UI/UXをディレクションするとき、色彩とアクセシビリティの資格が効いた
PdMがデザインの専門家になる必要はありません。ただ、好みの議論に逃げない言語は持っておきたいと思い、色彩とアクセシビリティの学習に取り組みました。WCAG 2.1 では、テキストと背景のコントラストに最低限の基準が示されます(W3C)。現場で効いたのは、正解を独断する力ではなく、判断の根拠を共有できることです。本稿は、デザイナー・エンジニアとの会話が速くなったポイントのメモです。 会議で「なんか見づらい」が出た瞬間、PdMが黙ると好みの殴り合いに落ちやすい。デザインの専門家になる必要はない。好みの議論に逃げない言語だけは欲しい——そう思い、色彩とアクセシビリティの学習に取り組みました。
資格試験を宣伝したいわけではありません。いちばん見たくないのは、学んできた側の手でa11yが正義の棍棒に化ける光景です。WCAG 2.1 では、テキストと背景のコントラストに最低限の基準が示されます(W3C)。現場で効いたのは、正解を独断する力ではなく、判断の根拠を共有できることです。
資格がくれたのは「権威」ではなく語彙
私は配色を決めません。決めるのはデザイナーです。ただ、トレードオフの軸は一緒に言語化したい。
コントラストの会議を、好みにしない
届いていないなら、色を変えるか、テキストの役割を変えるか。二択に落とすと会議が進みます。
トークンとテーマ
「この色、どのトークン?」と聞くようにしました。トークンがないなら、暫定でも名前をつける。
フォーカスとキーボード
主要フローをTab キーだけで通す試験を、リリース前の一週だけでも入れました。
正しさで圧をかけない
「いまのリリースで守るライン」と「次で伸ばすライン」を分けて書き、前に進んだ事実を先に認めました。
まとめ
正しさの棍棒は短距離で効く。チームは長距離で離れる。
アクセシビリティは押し付けじゃない。体験の設計だ。色彩の学習は美意識より、会議の単位を揃えるほうに効いた。コントラスト、役割、トークン、テーマ。単語が揃うと、デザイナーとエンジニアのあいだを行き来する速度が上がる。

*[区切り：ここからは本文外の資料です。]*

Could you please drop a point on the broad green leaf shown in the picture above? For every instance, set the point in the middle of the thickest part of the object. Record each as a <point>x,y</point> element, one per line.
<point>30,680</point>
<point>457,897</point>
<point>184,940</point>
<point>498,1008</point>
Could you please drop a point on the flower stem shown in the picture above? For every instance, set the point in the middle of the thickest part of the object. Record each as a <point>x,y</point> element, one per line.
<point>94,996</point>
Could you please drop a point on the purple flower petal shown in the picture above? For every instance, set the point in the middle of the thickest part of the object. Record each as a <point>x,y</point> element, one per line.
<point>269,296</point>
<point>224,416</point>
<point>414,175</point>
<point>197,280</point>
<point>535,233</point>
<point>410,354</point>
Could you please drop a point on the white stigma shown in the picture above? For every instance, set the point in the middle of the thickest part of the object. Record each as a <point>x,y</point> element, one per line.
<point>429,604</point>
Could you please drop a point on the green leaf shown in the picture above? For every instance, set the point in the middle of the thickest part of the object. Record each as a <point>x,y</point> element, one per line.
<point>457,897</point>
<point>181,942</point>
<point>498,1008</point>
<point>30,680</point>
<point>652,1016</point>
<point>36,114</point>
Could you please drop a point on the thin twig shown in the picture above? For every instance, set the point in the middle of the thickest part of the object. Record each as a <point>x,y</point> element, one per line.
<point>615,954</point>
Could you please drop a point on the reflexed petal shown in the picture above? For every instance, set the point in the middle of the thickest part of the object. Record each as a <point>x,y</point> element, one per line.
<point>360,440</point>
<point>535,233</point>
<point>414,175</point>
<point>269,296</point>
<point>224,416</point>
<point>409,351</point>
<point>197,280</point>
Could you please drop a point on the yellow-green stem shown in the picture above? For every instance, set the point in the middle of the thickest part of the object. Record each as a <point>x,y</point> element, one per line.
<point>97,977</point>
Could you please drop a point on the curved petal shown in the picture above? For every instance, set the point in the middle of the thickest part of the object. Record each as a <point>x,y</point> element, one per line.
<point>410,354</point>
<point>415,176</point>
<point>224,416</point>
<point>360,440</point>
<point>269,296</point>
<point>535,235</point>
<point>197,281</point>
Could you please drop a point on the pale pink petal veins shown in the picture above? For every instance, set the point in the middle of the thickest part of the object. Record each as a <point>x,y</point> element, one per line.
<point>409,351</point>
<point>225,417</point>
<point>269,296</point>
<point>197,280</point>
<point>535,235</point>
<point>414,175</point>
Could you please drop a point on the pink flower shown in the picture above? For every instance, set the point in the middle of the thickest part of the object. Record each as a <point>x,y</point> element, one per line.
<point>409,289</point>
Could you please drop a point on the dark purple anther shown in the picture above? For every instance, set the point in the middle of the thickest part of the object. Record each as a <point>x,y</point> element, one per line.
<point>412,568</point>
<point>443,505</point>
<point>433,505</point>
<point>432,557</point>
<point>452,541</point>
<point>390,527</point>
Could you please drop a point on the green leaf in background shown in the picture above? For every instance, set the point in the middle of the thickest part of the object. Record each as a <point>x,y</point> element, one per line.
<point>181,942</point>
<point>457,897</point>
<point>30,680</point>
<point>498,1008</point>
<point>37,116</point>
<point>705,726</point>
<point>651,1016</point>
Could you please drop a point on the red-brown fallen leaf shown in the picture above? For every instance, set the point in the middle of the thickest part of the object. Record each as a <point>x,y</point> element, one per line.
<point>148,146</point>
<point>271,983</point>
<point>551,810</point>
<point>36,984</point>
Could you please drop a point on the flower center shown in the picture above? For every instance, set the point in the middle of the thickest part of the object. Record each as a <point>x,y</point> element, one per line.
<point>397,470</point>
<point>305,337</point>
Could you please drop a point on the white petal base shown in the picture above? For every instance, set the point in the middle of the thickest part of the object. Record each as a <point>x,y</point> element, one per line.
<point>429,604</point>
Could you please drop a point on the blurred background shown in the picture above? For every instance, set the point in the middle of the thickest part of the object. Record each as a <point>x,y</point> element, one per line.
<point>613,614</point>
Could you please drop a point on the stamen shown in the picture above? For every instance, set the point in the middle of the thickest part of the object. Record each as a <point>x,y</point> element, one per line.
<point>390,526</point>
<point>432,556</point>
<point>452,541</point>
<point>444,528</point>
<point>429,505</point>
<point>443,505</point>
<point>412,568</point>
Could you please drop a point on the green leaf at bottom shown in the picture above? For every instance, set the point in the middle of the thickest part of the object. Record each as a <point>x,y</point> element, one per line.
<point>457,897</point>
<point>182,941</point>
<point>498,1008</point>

主要画面を一つだけ。主要テキストと背景をコントラストチェッカーに通す。数字が出ると、好みの議論は一段静かになる。資格の名前を出す前に、トークン名とコントラスト比を口にできるか——そこまで落ちたら、もう戦争ではなく、設計の話になる。
仕上げのための自問(現場メモ)
記事にするほどではないが、私が自分用に残している自問です。全部に答えなくてよいです。
いまの議論は、次の一週間の行動に落ちるか
落ちないなら、まだ抽象度が高い。
反対意見を一行で言語化できるか
言えない反対は、ただの不安であることが多いです。
休む予定を入れたか
持続可能性はスローガンではなく、カレンダーの実装です。
参考・出典
- W3C, Web Content Accessibility Guidelines (WCAG) 2.1, https://www.w3.org/TR/WCAG21/ (参照: 2026-04-06)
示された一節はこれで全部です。